Thanks to the Council of State Governments Justice Center, we now have consensus among researchers, practitioners, and advocates – from the fields of education, health, juvenile justice, and law enforcement – regarding the necessary steps to keep youth in school, prevent their entry into the justice system, and ensure that youth in facilities get the supports and services they need.

Plenty of work remains. Too many places still exist where youth in facilities do not have access to quality education services, or worse, receive no services at all.
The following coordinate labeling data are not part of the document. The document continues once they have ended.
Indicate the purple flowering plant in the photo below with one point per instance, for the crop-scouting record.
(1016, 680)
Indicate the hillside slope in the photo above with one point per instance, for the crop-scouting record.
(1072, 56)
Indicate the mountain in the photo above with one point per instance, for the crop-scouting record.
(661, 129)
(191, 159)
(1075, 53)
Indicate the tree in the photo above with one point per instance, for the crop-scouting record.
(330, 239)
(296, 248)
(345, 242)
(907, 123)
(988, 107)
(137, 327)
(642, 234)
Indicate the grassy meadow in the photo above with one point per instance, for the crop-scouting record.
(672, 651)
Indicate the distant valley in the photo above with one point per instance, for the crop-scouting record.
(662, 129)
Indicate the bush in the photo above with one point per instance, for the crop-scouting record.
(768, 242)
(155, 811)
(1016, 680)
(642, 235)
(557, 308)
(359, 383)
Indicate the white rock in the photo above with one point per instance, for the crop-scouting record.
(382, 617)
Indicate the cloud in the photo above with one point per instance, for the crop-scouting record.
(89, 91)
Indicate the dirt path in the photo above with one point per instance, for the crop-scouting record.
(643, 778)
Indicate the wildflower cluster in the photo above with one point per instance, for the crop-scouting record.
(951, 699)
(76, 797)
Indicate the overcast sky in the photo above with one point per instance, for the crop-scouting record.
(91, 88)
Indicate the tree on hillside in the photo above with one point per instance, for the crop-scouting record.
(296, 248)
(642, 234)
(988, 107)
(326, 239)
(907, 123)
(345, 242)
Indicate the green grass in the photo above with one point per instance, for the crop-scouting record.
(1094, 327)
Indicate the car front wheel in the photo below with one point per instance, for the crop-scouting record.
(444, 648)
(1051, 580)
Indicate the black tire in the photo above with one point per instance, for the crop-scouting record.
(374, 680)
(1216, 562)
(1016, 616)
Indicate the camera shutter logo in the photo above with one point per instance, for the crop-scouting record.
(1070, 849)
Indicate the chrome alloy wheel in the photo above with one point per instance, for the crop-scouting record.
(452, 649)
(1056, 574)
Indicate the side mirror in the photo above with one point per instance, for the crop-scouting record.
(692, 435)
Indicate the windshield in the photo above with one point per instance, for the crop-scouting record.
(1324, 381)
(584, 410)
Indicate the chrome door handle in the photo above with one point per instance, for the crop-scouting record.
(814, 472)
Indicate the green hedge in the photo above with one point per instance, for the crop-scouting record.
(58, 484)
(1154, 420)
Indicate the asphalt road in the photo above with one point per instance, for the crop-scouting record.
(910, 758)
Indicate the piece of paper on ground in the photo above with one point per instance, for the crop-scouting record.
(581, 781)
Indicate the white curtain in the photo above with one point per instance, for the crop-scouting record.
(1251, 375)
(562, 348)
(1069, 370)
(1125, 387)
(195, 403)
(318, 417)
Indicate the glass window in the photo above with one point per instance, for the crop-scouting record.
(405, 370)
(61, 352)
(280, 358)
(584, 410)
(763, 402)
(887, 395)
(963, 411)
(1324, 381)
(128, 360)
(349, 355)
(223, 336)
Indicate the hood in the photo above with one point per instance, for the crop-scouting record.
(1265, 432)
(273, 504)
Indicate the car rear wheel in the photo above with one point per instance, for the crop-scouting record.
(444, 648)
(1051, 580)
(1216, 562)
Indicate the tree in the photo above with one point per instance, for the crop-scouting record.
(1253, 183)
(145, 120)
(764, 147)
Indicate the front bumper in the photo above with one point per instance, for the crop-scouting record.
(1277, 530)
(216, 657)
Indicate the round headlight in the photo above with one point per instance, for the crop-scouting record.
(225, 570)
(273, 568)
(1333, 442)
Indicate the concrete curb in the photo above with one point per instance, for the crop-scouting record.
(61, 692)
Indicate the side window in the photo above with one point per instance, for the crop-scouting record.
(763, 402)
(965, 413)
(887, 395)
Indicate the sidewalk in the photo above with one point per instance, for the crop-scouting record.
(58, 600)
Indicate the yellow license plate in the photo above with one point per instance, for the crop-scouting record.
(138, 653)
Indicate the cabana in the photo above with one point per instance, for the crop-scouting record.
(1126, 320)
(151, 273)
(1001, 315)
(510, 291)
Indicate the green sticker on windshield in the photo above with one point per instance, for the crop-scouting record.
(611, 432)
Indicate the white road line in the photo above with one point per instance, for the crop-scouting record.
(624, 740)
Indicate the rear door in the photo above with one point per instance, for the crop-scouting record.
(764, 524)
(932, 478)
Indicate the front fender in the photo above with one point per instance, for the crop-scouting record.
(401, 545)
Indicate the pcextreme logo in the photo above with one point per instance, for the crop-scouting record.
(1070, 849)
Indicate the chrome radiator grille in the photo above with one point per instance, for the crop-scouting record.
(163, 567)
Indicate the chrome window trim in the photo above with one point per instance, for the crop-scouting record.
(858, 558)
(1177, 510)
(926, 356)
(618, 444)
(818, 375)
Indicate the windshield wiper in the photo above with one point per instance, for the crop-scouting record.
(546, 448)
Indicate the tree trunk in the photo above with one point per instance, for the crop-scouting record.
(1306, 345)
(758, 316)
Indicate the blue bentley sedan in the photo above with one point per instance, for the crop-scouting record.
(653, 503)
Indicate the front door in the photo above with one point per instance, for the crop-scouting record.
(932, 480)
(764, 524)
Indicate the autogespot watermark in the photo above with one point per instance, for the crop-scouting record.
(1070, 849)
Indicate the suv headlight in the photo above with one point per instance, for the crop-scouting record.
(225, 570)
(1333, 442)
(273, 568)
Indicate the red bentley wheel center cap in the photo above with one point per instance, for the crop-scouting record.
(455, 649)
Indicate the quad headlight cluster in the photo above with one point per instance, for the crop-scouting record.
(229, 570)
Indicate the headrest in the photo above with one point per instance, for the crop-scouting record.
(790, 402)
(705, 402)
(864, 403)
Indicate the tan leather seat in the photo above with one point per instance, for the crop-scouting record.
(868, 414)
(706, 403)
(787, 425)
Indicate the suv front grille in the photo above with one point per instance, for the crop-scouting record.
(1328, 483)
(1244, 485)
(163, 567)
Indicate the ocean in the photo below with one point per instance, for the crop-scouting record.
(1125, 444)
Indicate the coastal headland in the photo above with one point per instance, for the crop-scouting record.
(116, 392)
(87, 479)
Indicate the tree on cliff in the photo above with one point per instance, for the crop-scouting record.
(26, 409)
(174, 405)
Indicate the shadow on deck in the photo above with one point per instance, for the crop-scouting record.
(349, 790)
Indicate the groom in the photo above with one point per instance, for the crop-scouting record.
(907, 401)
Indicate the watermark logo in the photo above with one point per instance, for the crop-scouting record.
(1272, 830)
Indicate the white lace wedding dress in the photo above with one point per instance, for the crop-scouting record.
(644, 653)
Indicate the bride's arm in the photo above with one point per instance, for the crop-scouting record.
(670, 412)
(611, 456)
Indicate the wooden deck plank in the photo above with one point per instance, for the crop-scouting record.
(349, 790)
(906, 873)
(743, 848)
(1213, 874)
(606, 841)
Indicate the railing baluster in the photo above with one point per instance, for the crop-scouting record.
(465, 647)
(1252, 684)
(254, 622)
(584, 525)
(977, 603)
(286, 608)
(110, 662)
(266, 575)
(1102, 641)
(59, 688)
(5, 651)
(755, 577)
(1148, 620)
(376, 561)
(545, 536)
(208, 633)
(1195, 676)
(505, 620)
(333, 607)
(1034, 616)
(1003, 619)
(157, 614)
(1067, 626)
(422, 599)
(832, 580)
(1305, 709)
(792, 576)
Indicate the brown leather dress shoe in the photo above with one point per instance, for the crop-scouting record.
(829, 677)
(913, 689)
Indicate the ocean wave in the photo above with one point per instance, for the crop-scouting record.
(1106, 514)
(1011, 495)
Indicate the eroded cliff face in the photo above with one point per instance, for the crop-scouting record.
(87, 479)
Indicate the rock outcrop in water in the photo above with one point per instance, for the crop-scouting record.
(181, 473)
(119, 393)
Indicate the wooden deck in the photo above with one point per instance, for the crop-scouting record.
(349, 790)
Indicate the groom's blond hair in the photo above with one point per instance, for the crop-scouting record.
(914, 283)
We know that there is often confusion among education and justice officials about who is responsible for students’ education once they are placed in a juvenile detention setting.  But we are heartened by the work of the Council of State Governments, the National Academy of Sciences, and others – an effort that represents growing national agreement that we have a collective responsibility to support, nurture, and prepare juvenile justice-involved youth.

That’s why we spoke up in a recent federal lawsuit in support of incarcerated youth with disabilities who alleged that they were placed in solitary confinement for 22 hours or more per day, discriminated against on the basis of their disability, and denied their right to a free and appropriate public education.

As noted in the My Brother’s Keeper Task Force report – when young people come into contact with the juvenile or criminal justice systems, these interactions should not put them off track for life. The President has set a goal that, by 2020, our nation will have the highest proportion of college graduates in the world and that all Americans complete at least one year or more of college or career training. We must ensure that our youth in correctional facilities can play their part in achieving that vision.

Arne Duncan is U.S. Secretary of Education and Eric Holder is U.S. Attorney General.